Indeed, many of Gautier’s narrators are characters we’ve seen a thousand times before: university students or professors or librarians or writers of rejection letters, many have MFAs or travel out-of-state for artists’ residencies where they find themselves lusting after colleagues with similar experiences and intellects. However, the most memorable characters from this collection are the ones who are fresh and strange: a kidnapper named Thisman, a mother who must choose between the twins fighting in her womb, a grieving widower who spends another Thanksgiving alone with an underdone turkey. These stories especially, with their dramatic surprises, diverge at the intersection of delightful intention and stark reality where Gautier drops a pin right on that word—loss—and invites readers to observe as it wriggles around on the map.
But these characters do more than simply exist in the vacuous space of the page. They explode into each story from the first lines and never stop to rest.
Falling into step with the boy, Thisman draws close and whispers in a voice only for him. Says, “I wish I had a little boy just like you. I wish you were my own,” and the boy believes it, every single word (From “Lost and Found” 1).
How can he think of anything but the devastation of Pompeii, the prosperous town covered in twenty feet of white ash when he stands before the fifteen students in his eleven o’clock class? (From “Cicero Waiting” 68).
The two boys are fighting inside of me. I can feel them doing it, making a commotion, sapping all of my energy. I make it to the bathroom and slap a wet washcloth over my forehead, dragging it down over my eyes and cheeks as I try to do deep breathing. Now I see hollows and shadows in my face where before I saw only beauty. I am worn (From “A Cup of my Time” 105).
While loss is, of course, the overarching theme which unifies all the stories in the collection, Gautier’s eponymous story, “The Loss of All Lost Things,” contains the most lamentable loss of all—the loss of a child.

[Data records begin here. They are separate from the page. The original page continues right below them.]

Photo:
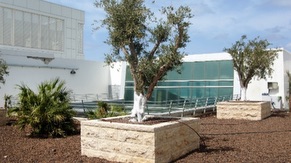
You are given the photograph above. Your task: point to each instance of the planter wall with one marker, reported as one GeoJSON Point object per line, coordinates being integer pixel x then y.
{"type": "Point", "coordinates": [249, 110]}
{"type": "Point", "coordinates": [122, 142]}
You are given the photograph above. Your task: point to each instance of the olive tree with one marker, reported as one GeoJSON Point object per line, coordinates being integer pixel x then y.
{"type": "Point", "coordinates": [151, 46]}
{"type": "Point", "coordinates": [251, 58]}
{"type": "Point", "coordinates": [289, 89]}
{"type": "Point", "coordinates": [3, 71]}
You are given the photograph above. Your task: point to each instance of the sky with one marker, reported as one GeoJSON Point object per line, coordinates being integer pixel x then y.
{"type": "Point", "coordinates": [216, 24]}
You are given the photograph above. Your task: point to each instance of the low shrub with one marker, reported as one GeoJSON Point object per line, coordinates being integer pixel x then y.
{"type": "Point", "coordinates": [48, 112]}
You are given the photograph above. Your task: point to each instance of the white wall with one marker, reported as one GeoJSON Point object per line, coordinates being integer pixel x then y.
{"type": "Point", "coordinates": [90, 78]}
{"type": "Point", "coordinates": [258, 87]}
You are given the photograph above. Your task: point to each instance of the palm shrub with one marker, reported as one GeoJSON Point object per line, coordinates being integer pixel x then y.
{"type": "Point", "coordinates": [47, 112]}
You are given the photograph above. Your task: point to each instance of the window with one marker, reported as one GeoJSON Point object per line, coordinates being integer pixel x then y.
{"type": "Point", "coordinates": [80, 38]}
{"type": "Point", "coordinates": [24, 29]}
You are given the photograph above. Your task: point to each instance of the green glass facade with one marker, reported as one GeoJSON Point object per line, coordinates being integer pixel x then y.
{"type": "Point", "coordinates": [195, 80]}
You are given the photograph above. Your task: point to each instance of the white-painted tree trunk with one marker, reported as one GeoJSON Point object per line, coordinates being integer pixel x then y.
{"type": "Point", "coordinates": [139, 104]}
{"type": "Point", "coordinates": [243, 94]}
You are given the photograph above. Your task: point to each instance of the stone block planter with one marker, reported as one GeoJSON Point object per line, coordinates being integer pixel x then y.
{"type": "Point", "coordinates": [249, 110]}
{"type": "Point", "coordinates": [157, 143]}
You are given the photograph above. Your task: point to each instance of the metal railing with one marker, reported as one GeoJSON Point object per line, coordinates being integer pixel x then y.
{"type": "Point", "coordinates": [180, 107]}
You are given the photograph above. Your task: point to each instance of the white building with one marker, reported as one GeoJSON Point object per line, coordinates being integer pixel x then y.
{"type": "Point", "coordinates": [40, 41]}
{"type": "Point", "coordinates": [274, 88]}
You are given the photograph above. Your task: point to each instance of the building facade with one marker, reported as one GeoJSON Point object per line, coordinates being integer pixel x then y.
{"type": "Point", "coordinates": [41, 41]}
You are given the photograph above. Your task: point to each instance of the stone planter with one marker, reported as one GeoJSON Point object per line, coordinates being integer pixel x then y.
{"type": "Point", "coordinates": [249, 110]}
{"type": "Point", "coordinates": [158, 143]}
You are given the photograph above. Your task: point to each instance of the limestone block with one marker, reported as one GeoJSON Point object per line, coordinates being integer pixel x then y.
{"type": "Point", "coordinates": [163, 142]}
{"type": "Point", "coordinates": [249, 110]}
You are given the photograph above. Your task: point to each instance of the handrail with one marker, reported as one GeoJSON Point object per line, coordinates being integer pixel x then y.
{"type": "Point", "coordinates": [173, 107]}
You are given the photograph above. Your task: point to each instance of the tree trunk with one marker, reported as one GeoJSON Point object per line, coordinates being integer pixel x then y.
{"type": "Point", "coordinates": [139, 104]}
{"type": "Point", "coordinates": [243, 94]}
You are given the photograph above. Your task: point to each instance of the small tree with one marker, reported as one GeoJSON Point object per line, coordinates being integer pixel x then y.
{"type": "Point", "coordinates": [289, 88]}
{"type": "Point", "coordinates": [3, 71]}
{"type": "Point", "coordinates": [151, 47]}
{"type": "Point", "coordinates": [251, 59]}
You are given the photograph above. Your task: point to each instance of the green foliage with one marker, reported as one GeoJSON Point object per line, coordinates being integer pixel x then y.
{"type": "Point", "coordinates": [252, 59]}
{"type": "Point", "coordinates": [47, 112]}
{"type": "Point", "coordinates": [105, 110]}
{"type": "Point", "coordinates": [151, 46]}
{"type": "Point", "coordinates": [3, 71]}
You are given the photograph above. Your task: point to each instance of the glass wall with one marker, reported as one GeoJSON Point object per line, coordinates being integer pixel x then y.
{"type": "Point", "coordinates": [196, 80]}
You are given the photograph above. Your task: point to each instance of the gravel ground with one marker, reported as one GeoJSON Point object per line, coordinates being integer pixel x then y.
{"type": "Point", "coordinates": [268, 140]}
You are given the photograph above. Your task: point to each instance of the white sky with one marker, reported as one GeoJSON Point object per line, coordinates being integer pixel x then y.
{"type": "Point", "coordinates": [216, 23]}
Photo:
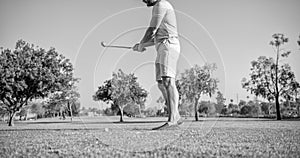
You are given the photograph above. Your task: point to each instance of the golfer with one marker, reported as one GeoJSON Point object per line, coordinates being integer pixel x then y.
{"type": "Point", "coordinates": [162, 33]}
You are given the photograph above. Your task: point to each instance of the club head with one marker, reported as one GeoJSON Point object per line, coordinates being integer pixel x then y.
{"type": "Point", "coordinates": [103, 44]}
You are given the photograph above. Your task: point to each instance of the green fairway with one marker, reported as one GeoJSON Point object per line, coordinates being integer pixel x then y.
{"type": "Point", "coordinates": [104, 136]}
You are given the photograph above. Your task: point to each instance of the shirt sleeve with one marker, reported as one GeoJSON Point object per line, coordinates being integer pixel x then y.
{"type": "Point", "coordinates": [158, 14]}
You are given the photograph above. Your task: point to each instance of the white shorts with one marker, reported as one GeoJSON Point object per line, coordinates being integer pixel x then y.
{"type": "Point", "coordinates": [168, 51]}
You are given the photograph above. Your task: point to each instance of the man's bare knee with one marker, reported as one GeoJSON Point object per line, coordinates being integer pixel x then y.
{"type": "Point", "coordinates": [166, 82]}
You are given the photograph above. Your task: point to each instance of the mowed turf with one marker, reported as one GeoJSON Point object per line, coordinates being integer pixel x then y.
{"type": "Point", "coordinates": [105, 137]}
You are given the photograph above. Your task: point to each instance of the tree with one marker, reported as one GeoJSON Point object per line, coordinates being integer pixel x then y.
{"type": "Point", "coordinates": [265, 108]}
{"type": "Point", "coordinates": [246, 110]}
{"type": "Point", "coordinates": [30, 72]}
{"type": "Point", "coordinates": [37, 108]}
{"type": "Point", "coordinates": [220, 102]}
{"type": "Point", "coordinates": [268, 79]}
{"type": "Point", "coordinates": [120, 91]}
{"type": "Point", "coordinates": [195, 82]}
{"type": "Point", "coordinates": [66, 100]}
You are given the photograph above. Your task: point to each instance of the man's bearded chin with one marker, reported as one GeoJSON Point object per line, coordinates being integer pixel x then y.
{"type": "Point", "coordinates": [150, 3]}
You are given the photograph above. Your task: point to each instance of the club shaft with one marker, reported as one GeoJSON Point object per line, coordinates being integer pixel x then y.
{"type": "Point", "coordinates": [112, 46]}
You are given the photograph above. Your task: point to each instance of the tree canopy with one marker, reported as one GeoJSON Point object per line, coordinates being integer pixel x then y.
{"type": "Point", "coordinates": [121, 90]}
{"type": "Point", "coordinates": [29, 72]}
{"type": "Point", "coordinates": [195, 82]}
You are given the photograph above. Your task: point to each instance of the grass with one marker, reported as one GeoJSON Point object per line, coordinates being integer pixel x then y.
{"type": "Point", "coordinates": [105, 137]}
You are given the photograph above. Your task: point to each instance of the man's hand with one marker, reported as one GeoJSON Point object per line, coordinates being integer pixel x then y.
{"type": "Point", "coordinates": [138, 47]}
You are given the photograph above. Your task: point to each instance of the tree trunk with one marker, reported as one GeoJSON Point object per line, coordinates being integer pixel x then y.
{"type": "Point", "coordinates": [11, 118]}
{"type": "Point", "coordinates": [121, 114]}
{"type": "Point", "coordinates": [278, 116]}
{"type": "Point", "coordinates": [196, 109]}
{"type": "Point", "coordinates": [70, 108]}
{"type": "Point", "coordinates": [276, 87]}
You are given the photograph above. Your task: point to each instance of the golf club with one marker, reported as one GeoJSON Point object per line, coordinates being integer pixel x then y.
{"type": "Point", "coordinates": [114, 46]}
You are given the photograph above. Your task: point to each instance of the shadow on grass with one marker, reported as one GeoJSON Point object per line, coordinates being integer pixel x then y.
{"type": "Point", "coordinates": [93, 122]}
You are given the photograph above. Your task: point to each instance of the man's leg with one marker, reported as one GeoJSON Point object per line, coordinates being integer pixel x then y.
{"type": "Point", "coordinates": [163, 90]}
{"type": "Point", "coordinates": [173, 98]}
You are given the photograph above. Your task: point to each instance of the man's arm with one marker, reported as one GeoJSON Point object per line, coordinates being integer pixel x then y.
{"type": "Point", "coordinates": [158, 14]}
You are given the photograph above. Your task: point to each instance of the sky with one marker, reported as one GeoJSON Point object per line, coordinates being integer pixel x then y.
{"type": "Point", "coordinates": [230, 33]}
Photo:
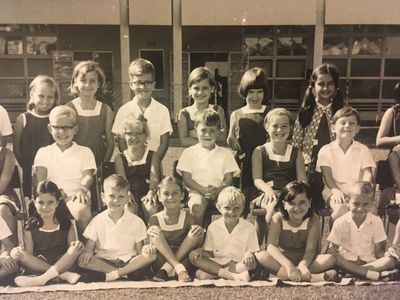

This story follows the parents of a missing boy who show us that dealing with loss is a process that doesn’t have guidelines or endings. There is no correct or incorrect behavior. There is only action or there is inaction. Both are necessary and tragic. The parents begin by putting up posters. “They count his absence in days, the way parents count the age of infants in months, hoping the incremental tallying will somehow make time slow down, make the seconds add up less quickly.” They avoid coming home then they never leave the house. They forget how to raise their other son. They feel guilty for grieving, for watching television, for being alive. They make plans to start again, though they know they never can.
One last word of warning before ordering the book from Elixir Press:
Upon completing “The Loss of All Lost Things,” you too may feel as though you’ve let something breeze by before your eyes, like a feather that slips through your fingers, like time you can’t get back. Gautier says it best in “A Brief Pause”: “They clear their throats, struggling to make themselves seem unaffected, but if you listen, you can hear how hard it is to let go.”